Raabe kannte natürlich das deutsche Streben nach dem Idealen, Höheren. Er achtete es auch. Denn es gibt ja Ideale, die zu verteidigen sich lohnt: Anstand, Mitgefühl, Herzensbildung beispielsweise. Aber amüsanter war und ist natürlich immer zu schildern, wie Ideale zur Fassade verkommen, nur vorgeschützt sind. Und das war seine Sache. Dem diente sein Schreiben. Nicht auf besserwisserische Manier mit erhobenem moralischem Zeigefinger. Sondern subtil, ironisch (das Modewort „subversiv“ überlassen wir den Zeitgeistsurfern!) und stets mit jenem Humor, der zur Versöhnlichkeit neigt.

Der andere Wilhelm Raabe

Dabei kamen Dinge in den Blick, die in der Rezeption lange ausgeblendet wurden. Aber eine neue Ausgabe von Raabes Werken, die jetzt im Wallstein-Verlag bereits bis Band vier gediehen ist, rückt gerade sie in den Mittelpunkt, bereit und willens, auf diese Weise einen Raabe für unsere Zeit zu präsentieren. Von daher ist die bisherige Auswahl aus dem Gesamtwerk dieses Vielschreibers bereits Programm. Es geht also nicht los mit Raabes historischen Romanen, auch nicht mit seinen melancholischen Alterswerken, die übrigens zum Schönsten gehören, was das 19. Jahrhundert hervorgebracht hat: „Die Akten des Vogelsangs“ von 1896 etwa sind Raabes unübertroffenes Meisterwerk.

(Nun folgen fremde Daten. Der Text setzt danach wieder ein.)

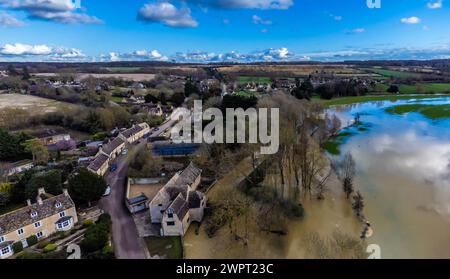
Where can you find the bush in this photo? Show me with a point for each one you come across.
(42, 244)
(32, 240)
(17, 247)
(97, 235)
(87, 223)
(50, 248)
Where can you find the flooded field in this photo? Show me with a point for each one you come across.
(403, 172)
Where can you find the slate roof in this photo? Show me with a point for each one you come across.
(195, 199)
(22, 217)
(112, 145)
(98, 162)
(132, 131)
(180, 206)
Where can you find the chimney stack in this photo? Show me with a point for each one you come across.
(65, 192)
(41, 191)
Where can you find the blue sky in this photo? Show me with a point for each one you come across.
(223, 30)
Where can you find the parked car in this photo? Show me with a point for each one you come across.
(113, 168)
(107, 191)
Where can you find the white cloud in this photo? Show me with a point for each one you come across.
(42, 52)
(139, 55)
(257, 20)
(61, 11)
(356, 31)
(167, 14)
(411, 20)
(245, 4)
(435, 5)
(9, 20)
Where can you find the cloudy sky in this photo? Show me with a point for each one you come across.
(222, 30)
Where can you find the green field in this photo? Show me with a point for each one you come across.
(123, 69)
(394, 74)
(169, 247)
(369, 98)
(247, 79)
(430, 111)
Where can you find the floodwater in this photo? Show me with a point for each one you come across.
(403, 172)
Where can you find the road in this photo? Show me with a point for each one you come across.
(126, 240)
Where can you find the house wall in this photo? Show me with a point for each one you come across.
(48, 227)
(197, 213)
(179, 228)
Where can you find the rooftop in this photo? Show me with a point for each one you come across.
(22, 217)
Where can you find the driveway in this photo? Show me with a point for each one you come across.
(127, 243)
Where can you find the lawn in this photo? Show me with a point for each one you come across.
(247, 79)
(430, 111)
(369, 98)
(333, 145)
(169, 247)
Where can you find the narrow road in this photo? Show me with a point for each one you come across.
(127, 243)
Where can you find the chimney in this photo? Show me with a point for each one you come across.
(41, 191)
(65, 192)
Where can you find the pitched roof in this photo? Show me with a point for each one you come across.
(98, 162)
(180, 206)
(112, 145)
(132, 131)
(194, 199)
(22, 217)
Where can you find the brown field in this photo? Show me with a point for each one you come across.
(32, 104)
(298, 70)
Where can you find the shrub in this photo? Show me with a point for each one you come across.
(50, 248)
(87, 223)
(32, 240)
(17, 247)
(42, 244)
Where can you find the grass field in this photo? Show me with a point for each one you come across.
(369, 98)
(123, 69)
(169, 247)
(247, 79)
(394, 74)
(430, 111)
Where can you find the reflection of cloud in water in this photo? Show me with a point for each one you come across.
(408, 151)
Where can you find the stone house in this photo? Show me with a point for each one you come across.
(45, 217)
(178, 203)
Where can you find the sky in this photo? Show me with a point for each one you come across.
(223, 30)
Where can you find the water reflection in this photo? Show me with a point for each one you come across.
(404, 171)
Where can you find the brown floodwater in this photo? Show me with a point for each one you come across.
(403, 172)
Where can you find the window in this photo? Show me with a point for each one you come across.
(64, 224)
(5, 250)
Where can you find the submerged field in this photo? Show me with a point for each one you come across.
(429, 111)
(370, 98)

Nein, was das Herausgeberteam um Moritz Baßler, Professor für Neuere deutsche Literatur an der Universität Münster, interessiert, ist Raabes Zeitliteratur. Texte, die in den Jahren nach der Reichseinigung von 1871 entstehen, eine Zeit, die von Industrialisierung, gesellschaftlichen Verwerfungen, auch schon Umweltverschmutzung, aber auch von einem großen Aufbruchs-Elan gekennzeichnet ist. Raabe verbrachte sie, nach Stationen in Holzminden, Berlin, Magdeburg, Stuttgart (wo 1862 bis 1870 seine literarische Karriere Fahrt aufnahm), überwiegend in Braunschweig. Dort ist er dann auch gestorben.

Die vier Romane, mit denen die Ausgabe startet, heißen „Meister Autor“, „Fabian und Sebastian“, „Unruhige Gäste“ und „Der Lar“. Sie gehören zu seinen weniger bekannten, bereits zu Lebzeiten unterschätzten Arbeiten. Sie erschienen 1873, 1882, 1885 und 1889. „Einen großen Zeitroman schreibe ich nicht“, hat Raabe einmal trotzig zu einem Freund gesagt, als wolle er sich absetzen von damals populären Schriftstellern wie Karl Gutzkow oder Friedrich Spielhagen. Er beharrte auf seinen skurrilen, anspielungsreichen, aus- und abschweifenden Eigentümlichkeiten, die seine Arbeiten so unverwechselbar machen.

Aber sie greifen eben doch in ihrer spezifischen Weise Themen wie die damals viele traditionale Lebenswelten verändernden Stadterweiterungen und -umbauten auf („Meister Autor“). Oder die neue touristische Stadtflucht in angebliche ländliche Idyllen, die sich dann als ganz und gar nicht intakt erweisen („Unruhige Gäste“). „Fabian und Sebastian“ wiederum spielt in einer Schokoladenfabrik und führt auch stumpfsinnige Herstellungsprozesse vor, die vor allem junge Frauen proletarisieren und pauperisieren. Dafür wird jedoch am Schluss die Nichte von Fabian und Sebastian Firmenchefin.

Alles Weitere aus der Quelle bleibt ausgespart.